Let your child know that you are planning to talk to the teacher. Chances are that you are already aware of your child's feelings on the issues you want to discuss, but he or she might have something to add. In addition, it's good to listen to both your child's and the teacher's point of view. Sometimes a child misreads a situation, and sometimes a teacher is unaware of a child's feelings. Be sure your child knows you are going to try to resolve problems; you're not just going to complain.
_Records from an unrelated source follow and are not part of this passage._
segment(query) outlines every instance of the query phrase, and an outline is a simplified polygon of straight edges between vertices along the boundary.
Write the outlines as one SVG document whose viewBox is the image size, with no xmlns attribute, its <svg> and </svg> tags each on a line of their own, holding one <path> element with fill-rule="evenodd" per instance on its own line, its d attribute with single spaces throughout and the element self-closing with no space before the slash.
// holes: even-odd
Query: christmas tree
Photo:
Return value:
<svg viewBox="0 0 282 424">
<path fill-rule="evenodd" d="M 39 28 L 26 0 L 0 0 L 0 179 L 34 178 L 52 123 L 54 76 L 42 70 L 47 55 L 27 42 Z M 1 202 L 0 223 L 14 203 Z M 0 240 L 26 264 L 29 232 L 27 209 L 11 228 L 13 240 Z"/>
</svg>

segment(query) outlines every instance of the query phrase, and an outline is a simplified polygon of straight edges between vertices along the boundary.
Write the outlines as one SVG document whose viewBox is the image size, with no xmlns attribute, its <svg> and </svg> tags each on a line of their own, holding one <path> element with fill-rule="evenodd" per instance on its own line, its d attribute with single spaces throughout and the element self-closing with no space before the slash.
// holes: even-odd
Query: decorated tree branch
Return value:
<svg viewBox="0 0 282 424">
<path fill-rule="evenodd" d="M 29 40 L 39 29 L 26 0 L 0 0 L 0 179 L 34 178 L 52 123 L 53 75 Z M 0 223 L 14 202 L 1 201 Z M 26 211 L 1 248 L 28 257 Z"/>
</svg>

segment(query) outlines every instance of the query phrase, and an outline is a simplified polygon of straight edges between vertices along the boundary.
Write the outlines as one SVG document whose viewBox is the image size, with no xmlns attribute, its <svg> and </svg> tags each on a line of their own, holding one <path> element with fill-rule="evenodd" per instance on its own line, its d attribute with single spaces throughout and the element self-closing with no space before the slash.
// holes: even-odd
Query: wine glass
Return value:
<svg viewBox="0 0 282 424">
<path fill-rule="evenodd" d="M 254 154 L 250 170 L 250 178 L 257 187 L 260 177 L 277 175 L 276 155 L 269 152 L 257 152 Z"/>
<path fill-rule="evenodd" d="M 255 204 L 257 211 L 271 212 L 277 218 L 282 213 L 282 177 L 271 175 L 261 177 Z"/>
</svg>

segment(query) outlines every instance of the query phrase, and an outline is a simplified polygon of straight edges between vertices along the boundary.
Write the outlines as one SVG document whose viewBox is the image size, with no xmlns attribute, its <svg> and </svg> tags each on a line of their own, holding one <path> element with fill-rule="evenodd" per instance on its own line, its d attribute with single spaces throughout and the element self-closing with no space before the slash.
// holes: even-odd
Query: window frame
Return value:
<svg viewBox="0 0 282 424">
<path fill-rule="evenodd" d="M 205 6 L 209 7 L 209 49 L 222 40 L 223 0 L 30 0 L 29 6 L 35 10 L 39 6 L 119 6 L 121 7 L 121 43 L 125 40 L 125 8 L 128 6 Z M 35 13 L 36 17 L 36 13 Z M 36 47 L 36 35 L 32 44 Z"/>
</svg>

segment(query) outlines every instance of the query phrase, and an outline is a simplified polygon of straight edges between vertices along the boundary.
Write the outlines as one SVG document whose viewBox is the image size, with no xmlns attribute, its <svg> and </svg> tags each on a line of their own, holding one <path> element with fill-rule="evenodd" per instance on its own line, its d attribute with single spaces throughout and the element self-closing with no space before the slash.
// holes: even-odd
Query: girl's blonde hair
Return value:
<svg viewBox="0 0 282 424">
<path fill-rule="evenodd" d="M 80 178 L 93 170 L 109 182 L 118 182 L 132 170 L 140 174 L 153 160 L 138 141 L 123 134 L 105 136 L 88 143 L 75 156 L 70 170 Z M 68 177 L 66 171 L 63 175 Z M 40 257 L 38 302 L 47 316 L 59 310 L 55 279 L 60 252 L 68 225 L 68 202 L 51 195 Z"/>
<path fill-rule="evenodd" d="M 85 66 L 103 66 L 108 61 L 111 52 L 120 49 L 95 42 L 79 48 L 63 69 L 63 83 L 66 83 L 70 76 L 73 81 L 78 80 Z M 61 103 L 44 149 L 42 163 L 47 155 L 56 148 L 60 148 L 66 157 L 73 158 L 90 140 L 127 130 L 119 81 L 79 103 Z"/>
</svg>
Put Together a Portfolio of Your Child's Work

If you've been keeping a portfolio of your child's work, look through it for examples of work that might support what you want the teacher to know about your son or daughter. For example, you are concerned that the homework is too easy, find samples of work on a similar level your child had done the previous year (or two) or current work that is more advanced. Many children, especially the teacher pleasers, don't always reveal their true abilities, so the teacher might not be aware of them.


Set up an Appointment

Your concerns about your child are important, so you probably want to discuss them as soon as possible. However, you have a better chance of successfully resolving any issues if you make an appointment with the teacher. Making an appointment has several benefits:

  • Both you and the teacher have time to prepare
  • You are less like to catch the teacher at a bad moment
  • It shows respect and gets you started on the right foot

Keep a Positive Attitude

A positive attitude is important before, during, and after a conference with the teacher. Children can pick up negative attitudes and if a child thinks the parent disapproves of or doesn't respect a teacher, the child will think such an attitude is acceptable, which will just make any existing problems worse and more difficult to resolve. Leave your anger at home since it can make you look irrational and cause the teacher to become defensive, neither of which will help your child.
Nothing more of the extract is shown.